You can make your own ridge flashing out of two step flashings or buy a pre-made piece.

http://tiny.cc/4w7sw


----------



## RoofDiagnostics (Oct 17, 2010)

WillK said:


> Could someone walk me through how to flash a chimney that is at the peak of a roof? I get how to do the apron and the step flashing, so it'll have an apron on both sides, so when the step flashing gets to the top of the peak should there be something done differently or how does that work?

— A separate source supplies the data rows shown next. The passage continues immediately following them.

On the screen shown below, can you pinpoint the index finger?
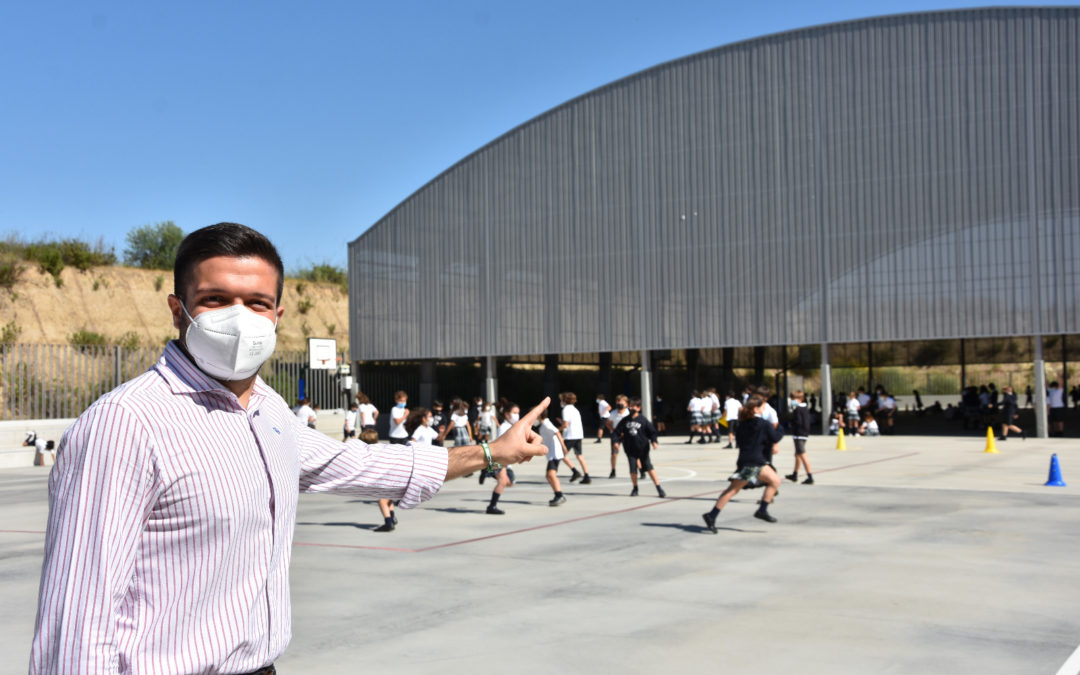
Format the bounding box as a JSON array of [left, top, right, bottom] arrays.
[[518, 397, 551, 429]]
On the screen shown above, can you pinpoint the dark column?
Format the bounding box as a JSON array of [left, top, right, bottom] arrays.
[[753, 346, 766, 384], [959, 339, 967, 391], [867, 342, 874, 390], [721, 347, 734, 392], [544, 354, 560, 404], [596, 352, 612, 397], [419, 359, 437, 408], [1063, 334, 1068, 390], [686, 348, 700, 391]]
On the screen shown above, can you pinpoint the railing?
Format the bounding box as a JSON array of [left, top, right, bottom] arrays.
[[0, 344, 350, 420]]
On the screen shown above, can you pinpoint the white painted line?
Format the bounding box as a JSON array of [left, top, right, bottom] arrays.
[[1055, 642, 1080, 675]]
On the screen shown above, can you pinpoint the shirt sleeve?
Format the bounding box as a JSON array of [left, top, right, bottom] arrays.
[[296, 424, 446, 508], [31, 402, 159, 674]]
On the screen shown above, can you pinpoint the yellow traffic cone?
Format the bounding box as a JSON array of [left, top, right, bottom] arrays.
[[984, 426, 999, 453], [836, 427, 847, 451]]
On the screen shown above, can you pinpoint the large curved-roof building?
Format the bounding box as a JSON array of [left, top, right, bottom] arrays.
[[349, 7, 1079, 433]]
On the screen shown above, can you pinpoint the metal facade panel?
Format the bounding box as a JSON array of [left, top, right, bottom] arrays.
[[350, 8, 1080, 361]]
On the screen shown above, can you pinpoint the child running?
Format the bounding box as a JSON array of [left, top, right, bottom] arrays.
[[484, 401, 519, 514], [595, 394, 611, 442], [536, 407, 568, 506], [361, 427, 399, 532], [612, 397, 666, 498], [784, 390, 814, 485], [559, 392, 591, 484], [606, 394, 631, 478], [701, 394, 785, 532]]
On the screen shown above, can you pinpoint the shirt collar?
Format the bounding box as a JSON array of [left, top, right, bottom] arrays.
[[157, 341, 271, 406]]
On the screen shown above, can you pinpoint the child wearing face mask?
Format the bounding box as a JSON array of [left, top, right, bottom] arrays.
[[476, 401, 497, 442], [606, 395, 631, 478], [388, 391, 410, 445], [481, 401, 520, 515]]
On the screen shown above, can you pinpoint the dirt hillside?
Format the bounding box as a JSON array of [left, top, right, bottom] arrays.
[[0, 265, 348, 352]]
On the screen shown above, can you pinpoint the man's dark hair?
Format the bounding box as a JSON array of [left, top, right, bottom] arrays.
[[173, 222, 285, 303], [628, 397, 642, 408]]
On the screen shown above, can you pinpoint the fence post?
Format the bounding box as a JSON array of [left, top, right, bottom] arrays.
[[115, 345, 122, 389]]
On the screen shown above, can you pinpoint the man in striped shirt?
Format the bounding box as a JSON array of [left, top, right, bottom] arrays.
[[30, 223, 548, 674]]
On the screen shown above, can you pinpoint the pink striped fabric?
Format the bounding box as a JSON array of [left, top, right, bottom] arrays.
[[30, 342, 447, 674]]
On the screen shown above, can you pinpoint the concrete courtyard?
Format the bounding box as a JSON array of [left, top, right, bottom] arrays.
[[3, 432, 1079, 674]]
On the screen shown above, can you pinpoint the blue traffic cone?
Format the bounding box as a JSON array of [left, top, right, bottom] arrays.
[[1045, 454, 1067, 487]]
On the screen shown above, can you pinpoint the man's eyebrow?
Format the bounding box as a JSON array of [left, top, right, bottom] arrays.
[[192, 287, 277, 302]]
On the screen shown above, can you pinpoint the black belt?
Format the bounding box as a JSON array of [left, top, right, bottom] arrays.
[[241, 666, 275, 675]]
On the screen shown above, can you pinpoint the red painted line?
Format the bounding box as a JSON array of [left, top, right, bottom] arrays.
[[3, 453, 920, 551], [294, 541, 418, 553], [813, 452, 920, 474]]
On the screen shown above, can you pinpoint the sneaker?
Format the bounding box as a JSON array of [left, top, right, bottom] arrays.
[[723, 443, 733, 449], [630, 486, 639, 497], [697, 438, 707, 444], [753, 507, 778, 523], [802, 477, 814, 485], [374, 523, 395, 532], [549, 495, 567, 507], [785, 473, 798, 482], [656, 486, 666, 498], [580, 475, 592, 485], [595, 439, 602, 444], [702, 512, 718, 533], [997, 436, 1007, 441], [608, 470, 616, 479], [570, 469, 582, 483], [486, 505, 505, 515]]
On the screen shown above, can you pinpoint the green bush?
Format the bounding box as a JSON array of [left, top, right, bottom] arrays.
[[124, 221, 184, 269], [0, 254, 24, 291], [294, 262, 346, 285], [118, 331, 140, 350], [0, 321, 21, 345], [23, 237, 115, 277], [297, 297, 314, 314], [58, 238, 117, 270], [30, 246, 65, 287], [293, 262, 347, 295], [154, 274, 164, 292], [69, 328, 108, 350]]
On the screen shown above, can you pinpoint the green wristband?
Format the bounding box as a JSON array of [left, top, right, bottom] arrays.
[[480, 441, 502, 473]]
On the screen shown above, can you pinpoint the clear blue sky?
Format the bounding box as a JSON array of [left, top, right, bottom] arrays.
[[1, 1, 1069, 271]]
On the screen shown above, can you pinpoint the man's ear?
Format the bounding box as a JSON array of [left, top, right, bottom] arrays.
[[167, 294, 184, 331], [275, 305, 285, 324]]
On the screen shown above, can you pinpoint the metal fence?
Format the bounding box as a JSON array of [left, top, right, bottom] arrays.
[[0, 344, 350, 421]]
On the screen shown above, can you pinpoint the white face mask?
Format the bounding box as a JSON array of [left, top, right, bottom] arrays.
[[509, 413, 520, 424], [423, 418, 433, 427], [181, 301, 277, 381]]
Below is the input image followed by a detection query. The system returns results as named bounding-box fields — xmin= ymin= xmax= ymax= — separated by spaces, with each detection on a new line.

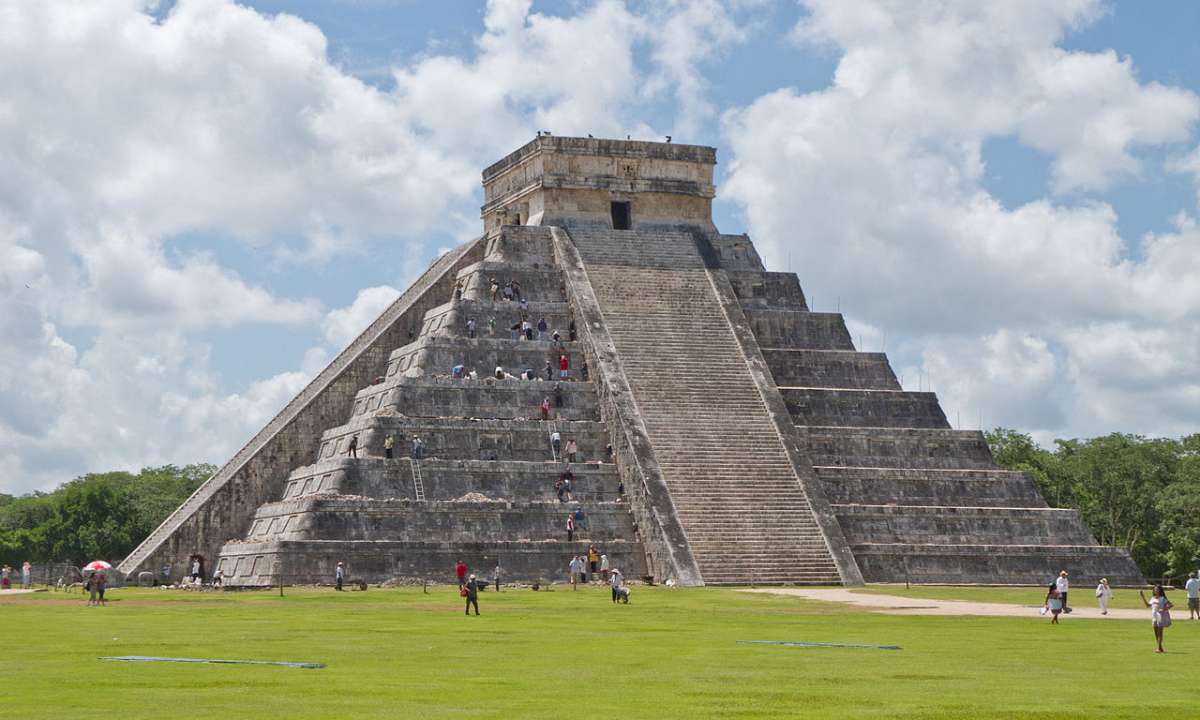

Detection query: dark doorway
xmin=610 ymin=201 xmax=631 ymax=230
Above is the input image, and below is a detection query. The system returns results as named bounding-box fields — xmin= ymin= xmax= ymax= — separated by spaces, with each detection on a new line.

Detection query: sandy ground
xmin=740 ymin=587 xmax=1151 ymax=620
xmin=0 ymin=588 xmax=43 ymax=597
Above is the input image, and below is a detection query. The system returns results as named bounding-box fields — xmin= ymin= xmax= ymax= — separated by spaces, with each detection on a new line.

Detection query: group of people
xmin=567 ymin=549 xmax=629 ymax=603
xmin=1042 ymin=569 xmax=1200 ymax=653
xmin=0 ymin=562 xmax=32 ymax=590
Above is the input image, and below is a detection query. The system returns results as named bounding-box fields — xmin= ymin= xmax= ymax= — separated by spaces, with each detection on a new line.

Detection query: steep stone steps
xmin=385 ymin=336 xmax=586 ymax=380
xmin=744 ymin=309 xmax=854 ymax=350
xmin=418 ymin=299 xmax=571 ymax=341
xmin=570 ymin=227 xmax=843 ymax=585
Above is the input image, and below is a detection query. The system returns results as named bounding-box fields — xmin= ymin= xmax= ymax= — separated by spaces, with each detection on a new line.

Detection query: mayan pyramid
xmin=119 ymin=136 xmax=1143 ymax=586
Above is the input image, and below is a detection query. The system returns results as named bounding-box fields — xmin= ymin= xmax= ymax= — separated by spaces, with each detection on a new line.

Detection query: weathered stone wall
xmin=118 ymin=239 xmax=485 ymax=581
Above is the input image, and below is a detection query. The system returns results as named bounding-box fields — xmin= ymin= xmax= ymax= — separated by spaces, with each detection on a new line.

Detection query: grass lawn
xmin=849 ymin=584 xmax=1155 ymax=611
xmin=1 ymin=584 xmax=1195 ymax=719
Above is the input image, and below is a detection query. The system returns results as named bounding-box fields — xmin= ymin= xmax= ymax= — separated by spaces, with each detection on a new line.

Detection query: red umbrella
xmin=83 ymin=560 xmax=112 ymax=573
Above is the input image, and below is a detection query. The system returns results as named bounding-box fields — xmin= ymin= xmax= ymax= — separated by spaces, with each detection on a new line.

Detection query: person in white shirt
xmin=568 ymin=556 xmax=583 ymax=590
xmin=1140 ymin=584 xmax=1174 ymax=653
xmin=1055 ymin=571 xmax=1070 ymax=612
xmin=1095 ymin=578 xmax=1112 ymax=615
xmin=191 ymin=558 xmax=201 ymax=582
xmin=600 ymin=554 xmax=610 ymax=582
xmin=610 ymin=568 xmax=623 ymax=603
xmin=1185 ymin=571 xmax=1200 ymax=620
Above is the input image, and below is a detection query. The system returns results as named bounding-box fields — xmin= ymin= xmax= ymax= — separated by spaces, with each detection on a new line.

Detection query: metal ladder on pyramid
xmin=411 ymin=458 xmax=426 ymax=502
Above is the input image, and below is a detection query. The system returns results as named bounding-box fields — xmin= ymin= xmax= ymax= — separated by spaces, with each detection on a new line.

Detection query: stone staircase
xmin=568 ymin=228 xmax=842 ymax=585
xmin=215 ymin=226 xmax=646 ymax=585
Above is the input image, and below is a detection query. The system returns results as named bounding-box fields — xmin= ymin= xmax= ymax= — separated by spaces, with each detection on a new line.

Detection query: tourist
xmin=509 ymin=321 xmax=521 ymax=340
xmin=569 ymin=320 xmax=577 ymax=342
xmin=466 ymin=318 xmax=477 ymax=338
xmin=489 ymin=277 xmax=499 ymax=301
xmin=540 ymin=397 xmax=551 ymax=421
xmin=559 ymin=354 xmax=570 ymax=379
xmin=617 ymin=479 xmax=624 ymax=499
xmin=503 ymin=281 xmax=514 ymax=302
xmin=569 ymin=556 xmax=583 ymax=589
xmin=212 ymin=568 xmax=224 ymax=588
xmin=454 ymin=279 xmax=464 ymax=302
xmin=1140 ymin=585 xmax=1174 ymax=652
xmin=566 ymin=514 xmax=575 ymax=542
xmin=347 ymin=434 xmax=359 ymax=458
xmin=411 ymin=436 xmax=424 ymax=460
xmin=512 ymin=279 xmax=523 ymax=302
xmin=84 ymin=573 xmax=96 ymax=606
xmin=519 ymin=297 xmax=528 ymax=313
xmin=580 ymin=357 xmax=589 ymax=381
xmin=22 ymin=561 xmax=31 ymax=589
xmin=335 ymin=562 xmax=345 ymax=591
xmin=1044 ymin=583 xmax=1063 ymax=624
xmin=384 ymin=434 xmax=395 ymax=459
xmin=0 ymin=564 xmax=9 ymax=590
xmin=610 ymin=568 xmax=623 ymax=603
xmin=1186 ymin=572 xmax=1200 ymax=620
xmin=537 ymin=317 xmax=548 ymax=340
xmin=555 ymin=477 xmax=566 ymax=502
xmin=560 ymin=467 xmax=574 ymax=495
xmin=566 ymin=438 xmax=578 ymax=463
xmin=1095 ymin=578 xmax=1112 ymax=615
xmin=587 ymin=545 xmax=600 ymax=581
xmin=550 ymin=431 xmax=562 ymax=459
xmin=553 ymin=383 xmax=564 ymax=408
xmin=493 ymin=563 xmax=501 ymax=593
xmin=544 ymin=361 xmax=554 ymax=381
xmin=522 ymin=319 xmax=532 ymax=341
xmin=191 ymin=557 xmax=202 ymax=582
xmin=452 ymin=364 xmax=465 ymax=379
xmin=1055 ymin=571 xmax=1069 ymax=612
xmin=455 ymin=560 xmax=468 ymax=588
xmin=574 ymin=506 xmax=585 ymax=533
xmin=464 ymin=574 xmax=480 ymax=616
xmin=488 ymin=317 xmax=497 ymax=336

Flashing a chimney is no different at the peak then in the field of the roof. to properly flash the chimney you need to:

1. Grind a regret joint.
2. Install step flashings
3. Install ice/water shield underlayement surrounding the base of the chimney
4. Fabricate and install counter flashing - this will be inserted into the reglet joint on the surface of the chimney.
5. Install the shingles surrounding the chimney

Hope it goes well!


----------



## WillK (Aug 29, 2010)

Well, what I don't really get is the part where you're going over the peak itself... Maybe I'm overthinking it, but it seems to me like there's always going to be a small area where the flashing can't really block water because you can overlap the step flashing from one side over the other where it goes over the peak, and you can overlap the part that goes onto the chimney but at the corner at the peak, you can't really overlap the 2 pieces... Is that just the way it is and you have to seal that with goop?


----------



## RoofDiagnostics (Oct 17, 2010)

the step flashings (the flashings that you do not see, once the job is finished) will have a gap where the two meet. you can make your own step flashing to fit this area. Sometimes we make a custom step flashing to fit the area - other times we leave the gap. The counter flashing is essential to the water tightness. Make sure you do a very good job with the counter flashing.


----------



## RoofDiagnostics (Oct 17, 2010)

http://www.ashireporter.org/articles/articles.aspx?id=808#Roof-Figure-4.gif (look about halfway down the page)


----------



## tinner666 (Mar 14, 2005)

Near the bottom of this page is a step by step detail of the finish pieces. http://www.albertsroofing.com/Chimney Repair.htm They get fully locked together before nailing either. A dab of caulk on each side will do ya.


----------



## WillK (Aug 29, 2010)

Great pictures, that really gets me the level of detail I needed! And just in time, I'm wrapping up this area today so I can get my roofing brackets down and get the pics of the house I need for my new insurance.


----------